The people of New Guinea have been watching these displays for centuries. "Locals will tell you they went into the forest and copied their rituals from the birds," says Gillison. At highland sing-sings, now more tourist entertainment than true ritual, the painted and mud-daubed dancers still evoke the birds with their movements and lavish costumes. "By wearing the feathers, you get back the part of yourself that living takes away," Gillison says. "You capture the animal's life force. It makes you a warrior."
Headdresses, some so wide and weighty that you'd expect the wearer's neck to buckle, bear groves of feathers and whole birds skewered and upended. Black astrapia tails stand tall among plumes of the lesser bird of paradise. The iridescent breastplate of the blue bird of paradise glows among intact parrots. And a King of Saxony's white head ribbon, threaded through a woman's nose, bounces as she dances—much as when the live birds bob to attract a mate.

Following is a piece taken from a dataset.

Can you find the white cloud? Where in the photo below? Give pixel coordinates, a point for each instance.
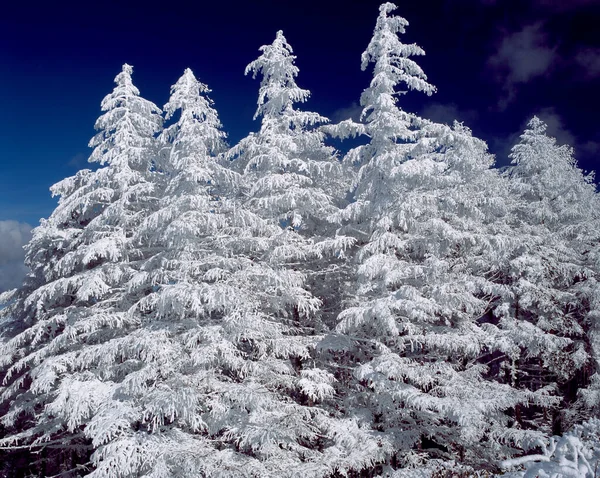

Surprisingly few birds die for these costumes nowadays. Ceremonial feathers are passed down from generation to generation. And although local people are still permitted to hunt birds of paradise for traditional uses, hunters usually target older males with full plumage, leaving younger males to continue breeding.
More serious threats loom. Though wholesale massacre of birds for the plume trade is long stanched, a black market still thrives. Vast palm oil plantations are swallowing up thousands of acres of bird of paradise habitat, as is large-scale industrial logging. Oil prospecting and mining are encroaching on New Guinea's wildest forests. Meanwhile, human populations continue to grow. Land ownership is fragmented among local clans, and their leaders disagree about which lands should be protected.
David Mitchell of Conservation International studies the Goldie's bird of paradise, a rare species with a fiery fan of plumes and a strident call that lives only on two islands off the southeastern tip of New Guinea. By enlisting local villagers to record where the birds display and what they eat, Mitchell hopes not only to glean data but also to encourage protection of the birds' habitat. The strategy seems to be working.
"I had come to cut down some trees and plant yam vines," says Ambrose Joseph, one of Mitchell's recruits. "Then I saw the birds land there, so I left the trees alone."
Mitchell is encouraged, but not sanguine. "Just because some elders become interested in forest protection won't stop others from turning the next patch into a garden," he says. "You have to keep coming back, keep telling the story and getting the next generation committed, or you lose momentum."
Meanwhile, in the dim light of the rain forest, a male bird of paradise again struts before an audience of coy females. For millions of years these exceptional birds have danced to perpetuate their kind. They'll keep dancing for as long as the forest offers them a stage.